The Origins of the Black Protestant Tradition in America

The recent publication of David Hackett Fischer’s African Founders introduced prominent Early Republic African-American clergymen to the reading public. The book’s cover features Absolom Jones, a prominent Episcopal rector of a Black congregation in Philadelphia. Born enslaved, Jones was the first person of color ordained in the Episcopal Church, and a pioneer anti-slavery reformer. In 1794, he and others founded the African Episcopal Church of St Thomas. [1]

The stated aims of St Thomas’ parish founders were thoroughly Protestant and Episcopal, while also explicitly concerned about the social conditions of free Blacks and enslaved Blacks in the North and South. Jones, his vestry, and his parishioners believed that through the various attempts they “made to promote our design,” God had marked “out our ways with blessings.” Grace and divine assistance from God encouraged them and had led “our white friends and brethren” to open their hearts and “to encourage us to arise out of the dust and shake ourselves, and throw off that servile fear, that the habit of oppression and bondage trained us up in.” In meekness and fear the parish desired “to walk in the liberty wherewith Christ has made us free. That following peace with all men, we may have our fruit unto holiness, and in the end, everlasting life.” They did this “in order the more fully to accomplish the good purposes of God’s will, and organize ourselves for the purpose of promoting the saving health of all, but more particularly our relatives, the people of color.”

The stated aim of creating a parish specifically wedded to the spiritual aims and concerns of Black parishioners indicated that in the Early Republic there was an explicitly Black Protestant tradition, but that did not entail a departure from orthodox Protestant doctrine, nor did it imply that Jones and his parishioners believed they could change liturgies, formularies, or other hallmarks of Episcopal churchmanship for socio-cultural expediency. “All our ecclesiastical affairs,” St Thomas Church declared, “are committed to the rule and authority of the Protestant Episcopal Church, to be by the Bishop and other officers of said Church and their successors regulated as occasion may require.” The church insisted that their mission necessitated “always” that “the general doctrines, and principles of worship of said church, shall continue as now professed in the same, and understood to be the rule or government of the same.” They also “provided further, that we and our successors shall always retain within ourselves the power of choosing our minister and assistant minister, duly qualified to officiate according to the established rules and discipline of said church.”

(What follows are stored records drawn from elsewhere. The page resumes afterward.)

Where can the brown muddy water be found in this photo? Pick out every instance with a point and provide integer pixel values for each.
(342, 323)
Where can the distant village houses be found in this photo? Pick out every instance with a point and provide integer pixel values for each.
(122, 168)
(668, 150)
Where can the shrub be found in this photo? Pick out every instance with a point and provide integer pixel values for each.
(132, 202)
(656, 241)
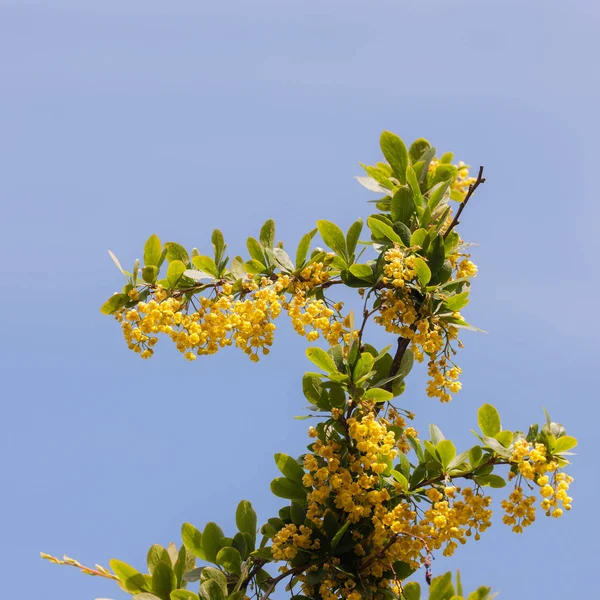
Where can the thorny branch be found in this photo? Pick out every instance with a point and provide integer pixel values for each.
(480, 179)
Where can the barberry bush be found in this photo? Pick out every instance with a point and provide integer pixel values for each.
(372, 500)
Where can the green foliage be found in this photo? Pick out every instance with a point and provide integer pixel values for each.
(414, 277)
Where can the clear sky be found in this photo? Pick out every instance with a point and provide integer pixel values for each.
(123, 118)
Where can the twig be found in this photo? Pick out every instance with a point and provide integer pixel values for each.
(480, 179)
(403, 344)
(277, 579)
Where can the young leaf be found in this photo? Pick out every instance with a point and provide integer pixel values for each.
(289, 467)
(333, 236)
(423, 272)
(163, 580)
(488, 420)
(206, 264)
(245, 519)
(192, 539)
(152, 251)
(131, 579)
(218, 245)
(255, 249)
(267, 234)
(352, 237)
(395, 153)
(114, 303)
(183, 595)
(378, 395)
(563, 444)
(156, 554)
(211, 541)
(320, 358)
(230, 559)
(175, 271)
(283, 487)
(417, 148)
(457, 301)
(176, 252)
(446, 451)
(303, 248)
(382, 231)
(402, 205)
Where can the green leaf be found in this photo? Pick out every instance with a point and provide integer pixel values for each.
(412, 591)
(457, 301)
(383, 231)
(395, 153)
(437, 193)
(230, 559)
(264, 553)
(283, 259)
(352, 237)
(218, 245)
(413, 182)
(446, 451)
(183, 595)
(496, 446)
(240, 544)
(163, 580)
(176, 252)
(401, 479)
(361, 271)
(403, 231)
(311, 386)
(436, 435)
(289, 467)
(406, 363)
(319, 357)
(149, 274)
(131, 579)
(563, 444)
(337, 538)
(494, 481)
(267, 234)
(156, 554)
(211, 541)
(245, 519)
(255, 249)
(481, 593)
(333, 236)
(378, 395)
(192, 539)
(417, 148)
(211, 590)
(114, 303)
(175, 272)
(402, 205)
(475, 454)
(441, 587)
(206, 264)
(418, 237)
(152, 251)
(436, 254)
(423, 272)
(283, 487)
(303, 248)
(488, 420)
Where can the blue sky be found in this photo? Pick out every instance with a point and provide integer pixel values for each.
(120, 119)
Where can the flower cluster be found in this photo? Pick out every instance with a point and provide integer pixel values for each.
(353, 477)
(204, 325)
(535, 464)
(216, 323)
(430, 335)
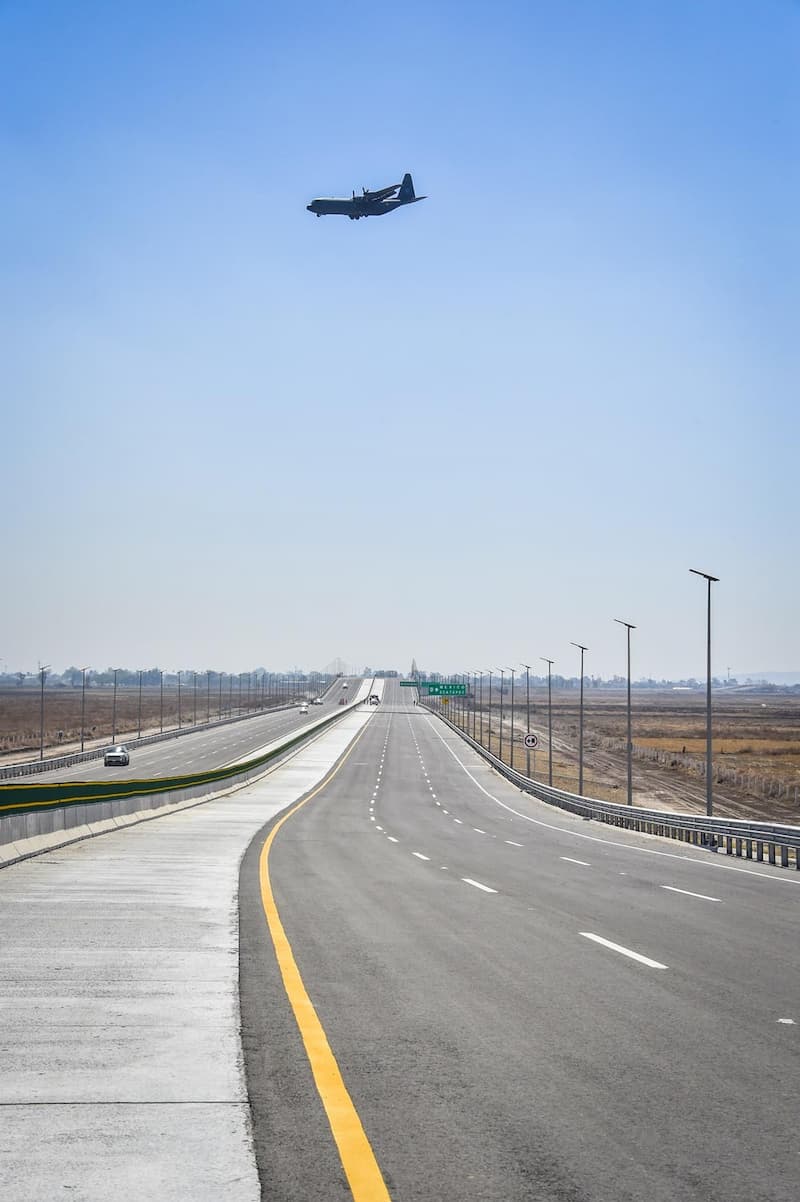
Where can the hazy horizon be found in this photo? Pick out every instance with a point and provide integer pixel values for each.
(467, 433)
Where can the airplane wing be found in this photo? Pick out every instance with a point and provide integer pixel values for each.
(381, 194)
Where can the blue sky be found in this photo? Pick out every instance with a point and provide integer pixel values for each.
(467, 432)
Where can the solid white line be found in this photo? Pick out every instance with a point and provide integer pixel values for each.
(467, 880)
(703, 897)
(624, 951)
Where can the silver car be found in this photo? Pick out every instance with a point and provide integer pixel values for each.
(117, 755)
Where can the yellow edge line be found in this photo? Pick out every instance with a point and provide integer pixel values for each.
(358, 1160)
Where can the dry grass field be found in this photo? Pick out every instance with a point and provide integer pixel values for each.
(756, 748)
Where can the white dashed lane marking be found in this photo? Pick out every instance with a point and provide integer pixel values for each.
(477, 885)
(703, 897)
(624, 951)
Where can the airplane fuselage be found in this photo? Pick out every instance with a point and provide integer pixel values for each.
(369, 204)
(329, 206)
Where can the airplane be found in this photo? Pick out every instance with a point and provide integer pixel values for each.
(368, 204)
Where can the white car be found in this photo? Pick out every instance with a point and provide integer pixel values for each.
(118, 755)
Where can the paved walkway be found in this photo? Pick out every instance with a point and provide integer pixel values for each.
(121, 1072)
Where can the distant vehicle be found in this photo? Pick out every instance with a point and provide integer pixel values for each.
(368, 204)
(118, 755)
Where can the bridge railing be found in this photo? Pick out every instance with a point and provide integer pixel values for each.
(776, 843)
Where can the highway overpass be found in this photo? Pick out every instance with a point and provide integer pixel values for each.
(417, 983)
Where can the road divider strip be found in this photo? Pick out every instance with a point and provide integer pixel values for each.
(356, 1153)
(624, 951)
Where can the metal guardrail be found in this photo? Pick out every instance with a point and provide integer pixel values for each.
(49, 763)
(738, 837)
(17, 798)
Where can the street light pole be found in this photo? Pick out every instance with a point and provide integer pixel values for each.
(549, 664)
(628, 626)
(580, 725)
(83, 704)
(527, 716)
(481, 712)
(502, 685)
(709, 777)
(513, 671)
(42, 673)
(114, 708)
(489, 673)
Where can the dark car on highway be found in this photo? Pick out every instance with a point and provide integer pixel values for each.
(117, 755)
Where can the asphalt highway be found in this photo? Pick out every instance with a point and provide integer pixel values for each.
(206, 748)
(521, 1005)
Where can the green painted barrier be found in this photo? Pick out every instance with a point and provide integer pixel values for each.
(37, 798)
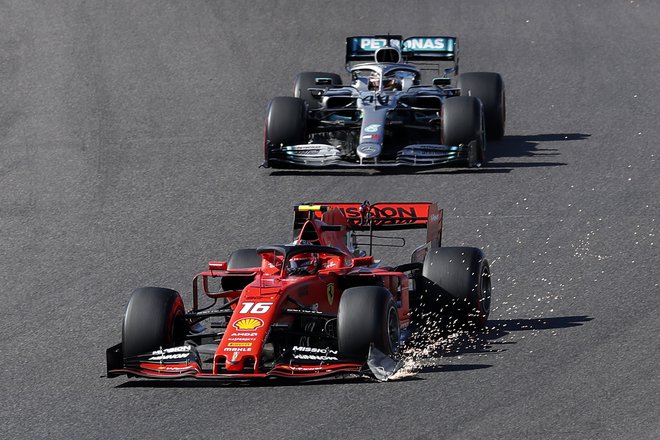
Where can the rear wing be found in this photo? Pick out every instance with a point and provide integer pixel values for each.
(380, 216)
(418, 48)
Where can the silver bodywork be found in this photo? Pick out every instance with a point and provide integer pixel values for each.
(383, 118)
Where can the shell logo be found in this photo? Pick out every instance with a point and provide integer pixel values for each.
(248, 324)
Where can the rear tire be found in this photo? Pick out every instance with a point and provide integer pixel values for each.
(153, 319)
(240, 259)
(367, 315)
(457, 283)
(306, 80)
(489, 88)
(463, 123)
(286, 124)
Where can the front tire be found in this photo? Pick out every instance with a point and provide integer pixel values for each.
(463, 123)
(367, 315)
(153, 319)
(286, 124)
(489, 88)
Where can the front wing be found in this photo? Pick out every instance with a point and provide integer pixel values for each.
(418, 155)
(190, 367)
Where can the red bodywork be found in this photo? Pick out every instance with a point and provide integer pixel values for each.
(268, 301)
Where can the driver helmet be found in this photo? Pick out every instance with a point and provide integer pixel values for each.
(303, 264)
(374, 81)
(391, 82)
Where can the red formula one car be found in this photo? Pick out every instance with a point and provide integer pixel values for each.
(319, 306)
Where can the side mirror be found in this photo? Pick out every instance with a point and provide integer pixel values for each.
(217, 265)
(363, 261)
(323, 81)
(441, 81)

Jones’ ministry was not predicated on the creation of a theologically innovative religious culture for Philadelphia’s people of color. The point was, in fact, to take Protestant religion to Blacks. Jones and his vestry were hardly progressives or indifferent to Protestant understanding of natural law and Protestant moral framework. Jones and fellow minister Richard Allen acted as they did “from a love to the people of their complexion whom they beheld with sorrow, because of their irreligious and uncivilized state.” Addressing Black concerns about injustice remained a specific purpose of their ministry. They also urged moral improvement on those under their care, admonishing parishioners to live “an orderly and sober life, in order to support one another in sickness, and for the benefit of their widows and fatherless children.”[2]

The Black Protestant tradition’s prevalence in Nineteenth Century America deserves rediscovery. It is helpful to distinguish men like Jones and later figures like Francis Grimke from Twentieth Century Black theologians; while their aims might have been similar, the earlier generation’s relationship to theology at large places obstacles narrative historical continuity, much in the same way the Fundamentalist/Modernist controversy makes narrative historical continuity difficult to maintain among the histories of majority-white churches. There does, however, seem to have been a distinct Black Protestant tradition that remained self-consciously and purposefully theologically orthodox, and that alone makes further inquiry in to men like Jones important.


[1] David Hackett Fischer, African Founders: How Enslaved People Expanded American Ideals (New York: Simon & Schuster, 2022), 256.

[2] William Douglass, Annals of the First African Church, in the United States of America (Philadelphia: King & Baird, 1862), 15, 94.